Louise said: "Fortunately, we have a lot of outside space and the dogs have lots of things to play with.
"They've got their own Wendy House, and swings and slides that they love to play on. Some sleep in the kitchen, some sleep in the utility room, and some sleep in the living room. A couple occasionally join me in bed."
She added that she will keep only one of the pups, with the rest going to new owners.
But while Nellie has clearly done a great job, she was one puppy shy of a record-breaking dalmatian litter born in Australia last year.
Breeder Melissa O'Brien said her dog, Melody, gained 15 kilograms during her pregnancy, so she knew it would be a big litter - but she didn't realise quite how big it would be. They were born by C-section, and speaking to local reporters, Melissa said it was like a 'never-ending supply'.

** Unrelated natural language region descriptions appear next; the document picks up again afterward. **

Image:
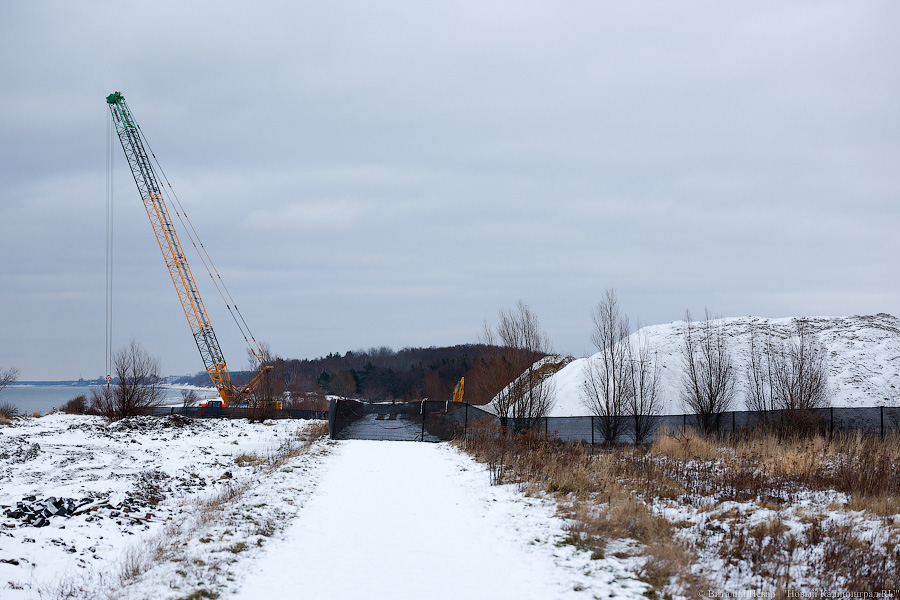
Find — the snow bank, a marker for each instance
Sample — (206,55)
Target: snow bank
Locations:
(864,360)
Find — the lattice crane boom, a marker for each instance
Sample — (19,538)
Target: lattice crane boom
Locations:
(150,189)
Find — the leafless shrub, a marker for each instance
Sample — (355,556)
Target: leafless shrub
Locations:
(189,398)
(76,406)
(262,399)
(645,404)
(524,392)
(8,410)
(607,387)
(8,376)
(137,388)
(789,377)
(710,379)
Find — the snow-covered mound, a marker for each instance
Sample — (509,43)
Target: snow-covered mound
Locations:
(863,352)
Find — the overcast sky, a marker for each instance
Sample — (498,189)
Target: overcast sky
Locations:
(393,173)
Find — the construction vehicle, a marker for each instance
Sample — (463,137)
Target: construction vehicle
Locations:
(459,389)
(151,190)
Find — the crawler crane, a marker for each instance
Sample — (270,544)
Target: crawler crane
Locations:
(151,190)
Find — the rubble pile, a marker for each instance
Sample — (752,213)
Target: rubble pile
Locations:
(37,512)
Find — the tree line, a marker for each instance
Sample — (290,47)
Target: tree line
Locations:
(786,375)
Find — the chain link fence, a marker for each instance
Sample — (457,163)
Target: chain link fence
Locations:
(441,421)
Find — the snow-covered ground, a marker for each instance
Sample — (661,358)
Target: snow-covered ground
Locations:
(209,513)
(864,360)
(404,520)
(146,476)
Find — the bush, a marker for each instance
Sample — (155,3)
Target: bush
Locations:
(8,410)
(76,406)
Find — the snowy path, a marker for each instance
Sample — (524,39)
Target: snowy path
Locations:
(403,520)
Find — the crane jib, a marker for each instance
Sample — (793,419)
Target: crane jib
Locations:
(150,191)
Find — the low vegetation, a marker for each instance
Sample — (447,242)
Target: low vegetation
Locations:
(203,545)
(763,511)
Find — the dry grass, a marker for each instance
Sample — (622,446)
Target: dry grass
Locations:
(609,496)
(594,497)
(763,464)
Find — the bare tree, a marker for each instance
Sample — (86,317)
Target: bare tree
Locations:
(607,385)
(8,376)
(645,402)
(801,377)
(189,398)
(342,384)
(262,399)
(761,369)
(524,391)
(710,379)
(137,387)
(788,376)
(7,409)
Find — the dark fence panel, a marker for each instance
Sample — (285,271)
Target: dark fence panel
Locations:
(435,421)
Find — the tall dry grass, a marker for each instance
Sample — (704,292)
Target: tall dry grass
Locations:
(609,495)
(594,494)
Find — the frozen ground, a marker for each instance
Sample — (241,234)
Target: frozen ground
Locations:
(210,513)
(149,476)
(409,521)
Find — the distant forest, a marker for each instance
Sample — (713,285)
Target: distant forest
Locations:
(378,374)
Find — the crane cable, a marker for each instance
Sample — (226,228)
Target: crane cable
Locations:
(208,264)
(110,170)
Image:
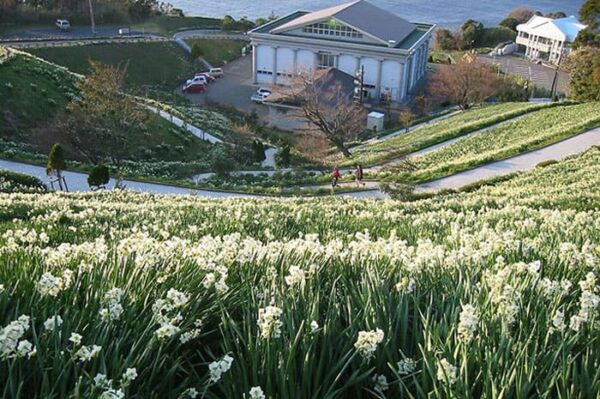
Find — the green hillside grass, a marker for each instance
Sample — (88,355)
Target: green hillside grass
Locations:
(219,51)
(154,65)
(486,294)
(34,93)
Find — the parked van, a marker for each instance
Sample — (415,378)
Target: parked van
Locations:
(63,24)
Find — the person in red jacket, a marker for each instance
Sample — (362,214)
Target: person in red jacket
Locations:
(336,175)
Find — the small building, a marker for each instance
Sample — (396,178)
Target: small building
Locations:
(546,39)
(348,37)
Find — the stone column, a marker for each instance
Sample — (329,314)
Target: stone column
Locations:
(254,64)
(295,60)
(379,72)
(274,65)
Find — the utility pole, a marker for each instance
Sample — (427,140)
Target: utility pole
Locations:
(92,18)
(360,82)
(555,79)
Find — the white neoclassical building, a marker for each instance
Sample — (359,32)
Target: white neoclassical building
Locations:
(546,38)
(350,37)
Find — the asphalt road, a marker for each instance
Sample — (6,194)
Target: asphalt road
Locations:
(519,163)
(76,32)
(541,75)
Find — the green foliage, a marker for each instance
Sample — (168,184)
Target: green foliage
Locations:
(472,34)
(217,51)
(510,23)
(11,182)
(99,177)
(156,65)
(258,149)
(56,159)
(584,65)
(589,13)
(283,157)
(221,162)
(491,37)
(434,133)
(444,39)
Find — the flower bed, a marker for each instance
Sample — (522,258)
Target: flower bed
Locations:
(144,296)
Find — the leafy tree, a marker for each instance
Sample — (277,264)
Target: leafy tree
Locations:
(228,23)
(472,32)
(99,177)
(197,51)
(510,23)
(465,83)
(589,13)
(99,122)
(258,149)
(221,162)
(283,157)
(444,39)
(56,164)
(584,67)
(406,118)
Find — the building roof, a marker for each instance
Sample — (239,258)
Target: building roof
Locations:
(361,15)
(564,29)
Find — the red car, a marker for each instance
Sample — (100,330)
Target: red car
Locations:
(193,88)
(208,77)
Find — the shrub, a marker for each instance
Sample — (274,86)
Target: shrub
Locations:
(283,158)
(99,177)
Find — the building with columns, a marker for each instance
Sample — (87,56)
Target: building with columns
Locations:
(350,37)
(547,39)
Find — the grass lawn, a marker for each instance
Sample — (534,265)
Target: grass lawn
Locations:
(219,51)
(149,65)
(33,94)
(165,25)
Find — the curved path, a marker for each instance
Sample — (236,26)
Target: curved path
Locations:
(77,181)
(519,163)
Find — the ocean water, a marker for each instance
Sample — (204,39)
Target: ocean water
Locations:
(448,13)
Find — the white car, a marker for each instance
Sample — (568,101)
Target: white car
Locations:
(260,97)
(215,72)
(263,91)
(63,24)
(198,78)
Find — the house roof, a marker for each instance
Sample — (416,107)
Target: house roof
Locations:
(564,29)
(361,15)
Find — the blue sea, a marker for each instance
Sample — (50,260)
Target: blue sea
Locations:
(449,13)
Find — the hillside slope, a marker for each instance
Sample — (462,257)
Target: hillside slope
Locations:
(484,294)
(33,97)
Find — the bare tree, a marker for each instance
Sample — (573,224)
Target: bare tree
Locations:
(465,83)
(99,122)
(406,118)
(328,107)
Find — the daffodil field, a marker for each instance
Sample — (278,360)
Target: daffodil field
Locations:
(436,132)
(533,131)
(490,294)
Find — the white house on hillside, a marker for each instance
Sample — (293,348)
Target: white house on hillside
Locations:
(546,38)
(348,37)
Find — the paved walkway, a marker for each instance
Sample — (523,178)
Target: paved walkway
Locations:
(196,131)
(77,182)
(527,161)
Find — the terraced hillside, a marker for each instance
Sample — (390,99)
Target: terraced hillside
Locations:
(484,294)
(533,131)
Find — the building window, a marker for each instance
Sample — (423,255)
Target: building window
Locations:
(332,28)
(326,60)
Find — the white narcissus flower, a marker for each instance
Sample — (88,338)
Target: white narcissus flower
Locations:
(367,342)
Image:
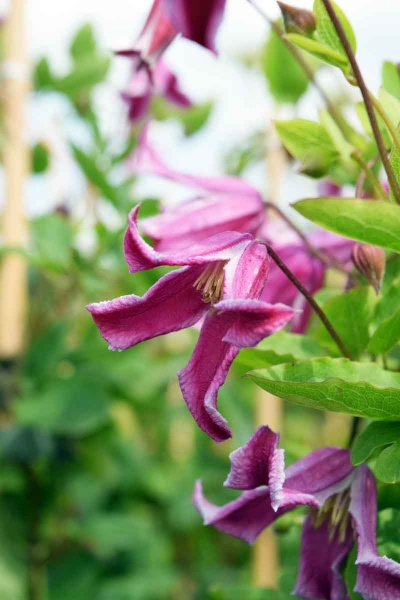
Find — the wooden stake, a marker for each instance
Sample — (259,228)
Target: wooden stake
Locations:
(13,268)
(269,408)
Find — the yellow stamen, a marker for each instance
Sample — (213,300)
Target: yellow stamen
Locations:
(211,282)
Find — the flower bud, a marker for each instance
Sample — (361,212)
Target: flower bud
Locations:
(297,20)
(370,262)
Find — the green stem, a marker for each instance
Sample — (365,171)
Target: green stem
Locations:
(366,97)
(386,119)
(312,302)
(332,109)
(374,181)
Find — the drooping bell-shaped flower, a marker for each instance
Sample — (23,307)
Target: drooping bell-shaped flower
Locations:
(221,204)
(343,507)
(196,20)
(145,83)
(220,283)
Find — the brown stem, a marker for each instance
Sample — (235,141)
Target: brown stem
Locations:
(366,97)
(323,255)
(305,66)
(314,305)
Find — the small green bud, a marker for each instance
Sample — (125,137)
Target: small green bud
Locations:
(370,262)
(297,20)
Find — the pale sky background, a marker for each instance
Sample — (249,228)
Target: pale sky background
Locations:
(242,103)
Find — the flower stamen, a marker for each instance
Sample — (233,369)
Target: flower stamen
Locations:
(211,282)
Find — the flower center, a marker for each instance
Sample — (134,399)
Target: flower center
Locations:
(336,510)
(211,282)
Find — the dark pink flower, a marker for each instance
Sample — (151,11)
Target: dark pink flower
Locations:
(146,83)
(196,20)
(220,283)
(343,505)
(222,204)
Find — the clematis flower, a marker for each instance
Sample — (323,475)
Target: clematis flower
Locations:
(223,204)
(343,505)
(145,84)
(221,281)
(196,21)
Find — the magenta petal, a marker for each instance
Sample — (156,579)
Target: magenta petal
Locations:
(206,371)
(253,320)
(247,278)
(146,161)
(196,20)
(166,84)
(157,33)
(170,305)
(244,518)
(249,515)
(324,472)
(320,560)
(141,256)
(258,462)
(378,577)
(195,220)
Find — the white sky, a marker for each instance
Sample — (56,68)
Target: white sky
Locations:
(242,102)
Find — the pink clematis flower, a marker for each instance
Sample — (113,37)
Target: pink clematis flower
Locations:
(223,204)
(145,84)
(343,506)
(220,283)
(196,21)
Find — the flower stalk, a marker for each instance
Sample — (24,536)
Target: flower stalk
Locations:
(366,97)
(318,310)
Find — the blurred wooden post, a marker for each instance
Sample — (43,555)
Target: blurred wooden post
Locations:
(13,268)
(269,408)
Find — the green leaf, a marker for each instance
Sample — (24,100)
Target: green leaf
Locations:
(370,221)
(350,314)
(310,143)
(278,59)
(53,241)
(42,76)
(326,30)
(350,574)
(83,43)
(339,385)
(193,118)
(279,348)
(87,73)
(319,50)
(375,436)
(387,467)
(386,336)
(391,78)
(68,407)
(40,158)
(96,175)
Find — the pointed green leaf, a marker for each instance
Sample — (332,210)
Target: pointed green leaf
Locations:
(319,50)
(336,384)
(370,221)
(376,435)
(279,348)
(326,30)
(391,78)
(386,336)
(387,467)
(310,143)
(278,60)
(350,314)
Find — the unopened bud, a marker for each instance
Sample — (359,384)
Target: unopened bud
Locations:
(371,262)
(297,20)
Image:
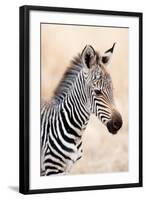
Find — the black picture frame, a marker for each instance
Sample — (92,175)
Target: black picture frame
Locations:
(25,105)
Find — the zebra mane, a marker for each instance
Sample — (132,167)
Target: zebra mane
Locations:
(68,78)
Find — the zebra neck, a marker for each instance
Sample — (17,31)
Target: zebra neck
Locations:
(74,106)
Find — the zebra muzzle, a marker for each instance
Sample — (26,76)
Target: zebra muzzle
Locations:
(115,123)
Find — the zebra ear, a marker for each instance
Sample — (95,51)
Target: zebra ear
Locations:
(107,55)
(88,56)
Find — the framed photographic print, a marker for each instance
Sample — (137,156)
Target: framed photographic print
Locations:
(80,99)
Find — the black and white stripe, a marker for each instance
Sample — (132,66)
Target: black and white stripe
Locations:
(66,116)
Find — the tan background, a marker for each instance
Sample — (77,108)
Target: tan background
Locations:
(103,152)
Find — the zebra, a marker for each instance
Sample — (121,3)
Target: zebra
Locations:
(86,88)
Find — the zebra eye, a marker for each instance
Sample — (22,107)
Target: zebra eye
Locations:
(97,92)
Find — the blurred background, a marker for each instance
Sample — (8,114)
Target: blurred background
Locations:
(102,151)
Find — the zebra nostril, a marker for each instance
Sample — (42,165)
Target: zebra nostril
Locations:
(116,125)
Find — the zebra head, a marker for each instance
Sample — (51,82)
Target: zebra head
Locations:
(100,87)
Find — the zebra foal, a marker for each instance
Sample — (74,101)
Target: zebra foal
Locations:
(86,88)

A team of eight people helped O'Brien and Melody deliver the puppies, which all came out white, instead of spotted like their mother. The puppies develop their spots as they get older - as Cruella de Vil famously found out.
Assisting in the delivery was vet Chris Wolmarans. Speaking to 9 News, he said: "We knew this was big... Everybody had a puppy they were resuscitating, and cleaning, and dealing with.
"It's a picture because they're just white, and you think what's gone wrong here... But the spots actually only come out, sort of, the week later."